Preconceito é uma opinião desfavorável que não é baseada em dados objetivos, mas unicamente em um sentimento hostil motivado por hábitos de julgamento ou generalizações apressadas. A palavra também pode significar uma ideia ou conceito formado antecipadamente e sem fundamento sério ou imparcial.
Nestes três casos, a reclamação do “fã” deu lugar ao racismo puro, com argumentos como “e se um ator branco fosse escolhido para interpretar um personagem negro, o que vocês achariam?“, como se isso já não acontecesse e não fosse absurdo o bastante para se usar como contra-argumento.
Claro, sempre há a opção de criar novos personagens e ela é válida. Mas a partir do momento em que um elenco original principal é composto exclusivamente de pessoas brancas, qual espaço esse novo personagem teria? Seja honesto, se fizessem uma série sobre sua mídia favorita, você acharia justo escalar o ator mais promissor para um papel secundário apenas porque sua etnia não se encaixa em uma decisão automática tomada há décadas atrás?
E se, por algum acaso, esse novo personagem tomasse a maior parte da série, pois, afinal, é interpretado pela estrela da série, você realmente iria aceitar em ver seus personagens que já conhecem ficar de lado em prol desse personagem novo? Podemos aqui citar os personagens na adaptação de Paul Anderson, onde Milla Jovovich é massacrada por fãs de Resident Evil por interpretar um personagem novo, que ofusca completamente os demais da adaptação.
Felizmente, vivemos em um tempo onde começamos a nos incomodar mais com questões tão importantes como o preconceito. As grandes mídias já perceberam isso há algum tempo e mais personagens negros (e diversos) foram readaptados, atraindo novos espectadores e deixando muitos representados. Infelizmente, alguns alegarão que seus personagens não estão devidamente caracterizados porque um ator negro foi escalado para um papel. Neste caso, o racismo não está disfarçado, está bem visível como o sol ao meio dia de um dia ensolarado.

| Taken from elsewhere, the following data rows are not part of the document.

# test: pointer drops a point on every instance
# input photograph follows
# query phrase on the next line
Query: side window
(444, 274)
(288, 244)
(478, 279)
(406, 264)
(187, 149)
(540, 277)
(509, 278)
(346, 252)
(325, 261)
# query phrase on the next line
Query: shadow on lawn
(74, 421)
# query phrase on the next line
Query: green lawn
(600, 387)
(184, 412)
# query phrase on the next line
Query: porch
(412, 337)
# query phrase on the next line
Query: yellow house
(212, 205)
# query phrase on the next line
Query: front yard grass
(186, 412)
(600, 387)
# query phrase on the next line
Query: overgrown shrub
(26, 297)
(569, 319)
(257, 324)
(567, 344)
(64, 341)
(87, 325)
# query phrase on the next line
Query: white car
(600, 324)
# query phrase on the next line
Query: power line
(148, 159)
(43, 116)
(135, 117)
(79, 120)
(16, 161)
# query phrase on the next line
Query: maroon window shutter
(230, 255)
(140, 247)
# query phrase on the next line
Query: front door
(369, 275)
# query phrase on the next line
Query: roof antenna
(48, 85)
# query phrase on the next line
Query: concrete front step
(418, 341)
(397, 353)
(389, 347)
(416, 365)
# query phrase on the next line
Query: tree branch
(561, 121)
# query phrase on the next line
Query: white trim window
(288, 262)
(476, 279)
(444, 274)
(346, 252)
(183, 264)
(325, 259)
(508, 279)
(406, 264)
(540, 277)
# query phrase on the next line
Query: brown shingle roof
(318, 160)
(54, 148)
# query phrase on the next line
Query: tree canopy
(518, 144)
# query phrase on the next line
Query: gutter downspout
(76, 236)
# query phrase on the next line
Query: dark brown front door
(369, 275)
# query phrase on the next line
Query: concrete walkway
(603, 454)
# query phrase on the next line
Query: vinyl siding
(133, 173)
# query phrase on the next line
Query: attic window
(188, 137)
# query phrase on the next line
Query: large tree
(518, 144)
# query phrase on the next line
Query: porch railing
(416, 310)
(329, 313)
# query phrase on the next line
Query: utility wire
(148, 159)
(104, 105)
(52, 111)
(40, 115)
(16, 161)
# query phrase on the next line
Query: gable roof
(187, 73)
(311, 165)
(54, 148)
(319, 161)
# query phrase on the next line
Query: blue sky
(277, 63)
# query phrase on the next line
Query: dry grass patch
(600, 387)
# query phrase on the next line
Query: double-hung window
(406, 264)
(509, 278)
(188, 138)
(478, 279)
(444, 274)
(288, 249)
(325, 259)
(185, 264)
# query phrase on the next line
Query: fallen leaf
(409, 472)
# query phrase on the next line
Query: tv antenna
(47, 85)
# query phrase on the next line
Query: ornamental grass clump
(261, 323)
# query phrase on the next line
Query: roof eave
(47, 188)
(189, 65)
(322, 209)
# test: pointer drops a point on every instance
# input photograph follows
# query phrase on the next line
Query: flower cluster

Isso não quer dizer que todos os personagens devam ser negros, por exemplo, mas sim, que não exista uma pré-escolha, onde o padrão seja ser branco.
Discussões sobre esses assuntos devem sim estar nos nossos dias. É necessário que preconceito e descriminação sejam expostos e criticados por todas as pessoas, sejam as que sofrem os ataques ou as que estão vendo e não concordam no mundo dos jogos. E não só nele, mas em qualquer outro – esses assuntos devem ser tratados com importância. Estamos em 2021 e não devemos mais discutir coisas banais e sim falar dos direitos que negros, mulheres, LGBTQIA+, entre outros tem. A comunidade gamer tem que estar aberta a deixar de lado os seus preconceitos, o racismo e qualquer forma negativa de tratar pessoas diversas. Precisamos de ambientes acolhedores e repleto de igualdade.

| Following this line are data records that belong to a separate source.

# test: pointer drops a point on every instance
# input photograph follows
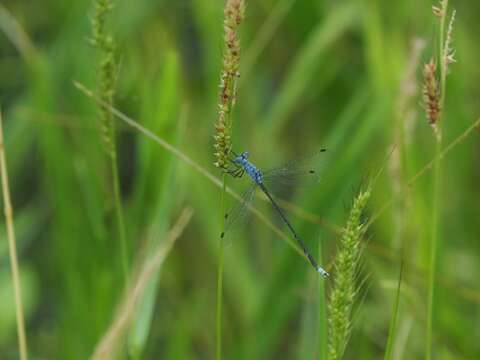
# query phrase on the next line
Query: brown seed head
(431, 93)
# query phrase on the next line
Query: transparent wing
(238, 215)
(301, 172)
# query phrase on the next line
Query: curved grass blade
(238, 215)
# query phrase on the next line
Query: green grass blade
(392, 332)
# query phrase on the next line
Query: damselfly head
(240, 159)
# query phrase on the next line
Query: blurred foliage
(329, 75)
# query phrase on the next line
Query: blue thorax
(250, 169)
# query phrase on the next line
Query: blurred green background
(313, 74)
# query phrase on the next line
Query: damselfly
(288, 174)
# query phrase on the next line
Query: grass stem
(22, 338)
(220, 273)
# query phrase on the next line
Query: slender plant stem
(220, 272)
(22, 338)
(393, 323)
(119, 212)
(436, 186)
(322, 313)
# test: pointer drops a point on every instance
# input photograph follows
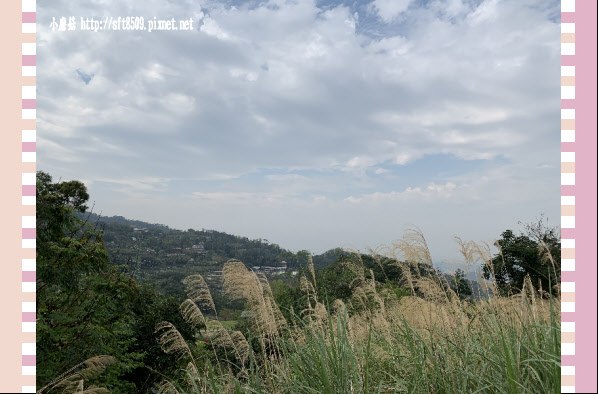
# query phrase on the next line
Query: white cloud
(390, 9)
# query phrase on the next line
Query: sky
(312, 124)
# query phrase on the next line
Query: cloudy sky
(313, 124)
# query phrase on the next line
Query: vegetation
(386, 321)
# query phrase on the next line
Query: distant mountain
(163, 256)
(93, 218)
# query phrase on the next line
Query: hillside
(163, 256)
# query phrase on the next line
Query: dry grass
(430, 341)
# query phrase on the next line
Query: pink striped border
(578, 196)
(28, 222)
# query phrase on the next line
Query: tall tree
(525, 254)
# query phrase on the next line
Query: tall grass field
(421, 338)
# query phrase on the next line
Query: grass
(427, 342)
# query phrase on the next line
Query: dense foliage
(338, 322)
(86, 306)
(535, 253)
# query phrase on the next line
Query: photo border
(578, 195)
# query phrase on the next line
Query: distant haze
(313, 125)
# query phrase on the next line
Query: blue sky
(310, 124)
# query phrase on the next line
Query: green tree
(525, 254)
(460, 285)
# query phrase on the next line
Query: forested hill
(163, 256)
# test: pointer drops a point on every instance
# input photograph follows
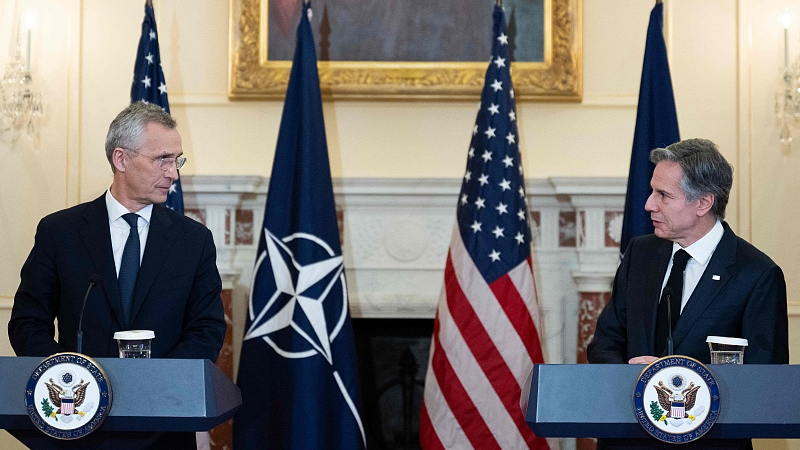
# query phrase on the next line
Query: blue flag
(656, 126)
(297, 370)
(149, 85)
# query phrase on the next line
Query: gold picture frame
(558, 78)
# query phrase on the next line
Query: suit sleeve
(765, 320)
(31, 329)
(610, 342)
(204, 325)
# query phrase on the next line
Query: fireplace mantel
(395, 235)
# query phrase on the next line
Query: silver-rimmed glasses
(163, 162)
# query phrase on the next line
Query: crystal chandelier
(787, 101)
(20, 105)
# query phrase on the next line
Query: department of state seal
(676, 399)
(68, 396)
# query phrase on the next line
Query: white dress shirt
(120, 228)
(700, 252)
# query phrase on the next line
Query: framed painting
(407, 49)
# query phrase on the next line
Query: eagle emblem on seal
(676, 400)
(65, 398)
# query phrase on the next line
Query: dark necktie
(129, 266)
(675, 282)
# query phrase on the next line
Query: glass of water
(134, 343)
(725, 350)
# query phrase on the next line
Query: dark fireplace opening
(392, 360)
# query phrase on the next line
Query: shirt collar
(116, 210)
(704, 247)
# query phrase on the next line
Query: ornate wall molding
(395, 235)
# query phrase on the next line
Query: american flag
(485, 339)
(149, 85)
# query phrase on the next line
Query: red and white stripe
(484, 345)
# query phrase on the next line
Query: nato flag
(297, 370)
(656, 126)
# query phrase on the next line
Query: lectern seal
(68, 396)
(676, 399)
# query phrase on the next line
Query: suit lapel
(708, 287)
(655, 278)
(96, 236)
(160, 239)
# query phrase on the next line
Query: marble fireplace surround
(395, 234)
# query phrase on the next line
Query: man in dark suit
(155, 269)
(728, 287)
(168, 282)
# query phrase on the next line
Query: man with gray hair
(725, 286)
(154, 269)
(713, 282)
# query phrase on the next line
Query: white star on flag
(476, 226)
(498, 232)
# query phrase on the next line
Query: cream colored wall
(723, 54)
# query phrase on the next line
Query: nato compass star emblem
(298, 300)
(304, 276)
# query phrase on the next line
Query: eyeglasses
(162, 162)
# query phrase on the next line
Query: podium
(149, 396)
(596, 400)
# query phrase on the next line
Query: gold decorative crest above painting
(257, 72)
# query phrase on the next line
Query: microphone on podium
(94, 280)
(667, 297)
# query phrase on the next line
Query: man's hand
(642, 360)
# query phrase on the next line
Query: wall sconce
(20, 105)
(787, 102)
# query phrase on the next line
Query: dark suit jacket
(748, 301)
(177, 292)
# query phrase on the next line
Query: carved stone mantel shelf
(395, 234)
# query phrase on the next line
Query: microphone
(668, 299)
(94, 280)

Por fim, convidamos a todos que reflitam sobre o tema, mas de forma sincera. A comunidade já está tóxica demais e só queremos que todos sejam respeitados e que se sintam acolhidos e representados. Não se trata de descaracterizar a obra ou o personagem, mas sim de dar um novo olhar, e isso é muito bom, afinal de contas a obra não deixará de existir. Ainda temos muito que aprender e o caminho é longo, mas ter a mente aberta e estar disposto ao diálogo só traz coisa boa pra gente.